В мае 1797 г. опять началось стачечное движение среди рабочих веревочных мастерских в Бордо. Муниципалитет выслушал рабочих, пришедших «в большом количестве» с целью изложить требования, предъявленные к хозяевам (речь опять, как и в 1794 г., шла о повышении заработной платы), и «статья за статьей» прочел им вслух и снабдил разъяснениями закон Ле Шапелье, воспрещающий стачки [81]. Но это не помогло. Стачка (начавшаяся прежде всего в мастерской Ravezie) продолжалась. Тогда муниципалитет на основании того же закона Ле Шапелье постановил предать суду стачечников. Стачки муниципалитет называет при этом «самым губительным для промышленности беспорядком», истощающим народное богатство. «Непропорциональное» повышение заработной платы может лишь сделать предметы первой необходимости дорогими и затруднять конкуренцию французских товаров с заграничными; всякое регулярное правительство борется с такими злоупотреблениями, как стачки и т. д. [82]

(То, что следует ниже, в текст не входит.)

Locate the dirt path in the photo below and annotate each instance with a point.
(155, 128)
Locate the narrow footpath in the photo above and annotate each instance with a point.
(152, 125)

Тотчас после падения Робеспьера прорвалось долго сдерживаемое неудовольствие и в Париже.

В Париже рабочие не скрывали своего неудовольствия по поводу максимальной расценки заработной платы, установленной муниципалитетом, и Комитет общественного спасения сам признал, что эта расценка не находится в соответствии с ценами на предметы первой необходимости [83].

Дело дошло до того, что рабочие, работавшие по сплаву леса, возмутились и забастовали, требуя увеличения заработной платы, и полиции пришлось восстановлять порядок. Их примеру последовали рабочие-булочники, которые объявили, что не могут работать за меньшую плату, нежели 18 ливров в неделю. «Они доставляют больше всего забот полиции», — читаем мы в полицейском рапорте 1794 г. [84].

Было движение и среди оружейников, но оно было быстро локализовано усилиями заведующих мастерскими [85]. Тут речь шла не столько о слишком низкой плате, установленной максимумом (которому оставалось жить еще несколько дней), сколько о том, что Комитет общественного спасения решил передать правительственные оружейные мастерские в руки частных предпринимателей, а это влекло за собой замену до сих пор существовавшей поденной платы платой сдельной. А если максимум казался слишком низким даже при поденной расплате, то последняя расплата, тоже предусмотренная максимумом, была в самом деле совершенно ничтожна: при этой расценке рабочий в среднем мог заработать 1½ ливра в день, а жизнь стоила самое меньшее 2–2½ ливра в эту пору. Рабочие одной из оружейных мастерских и пытались, но безуспешно, вызвать движение и внести сообща петицию в Конвент.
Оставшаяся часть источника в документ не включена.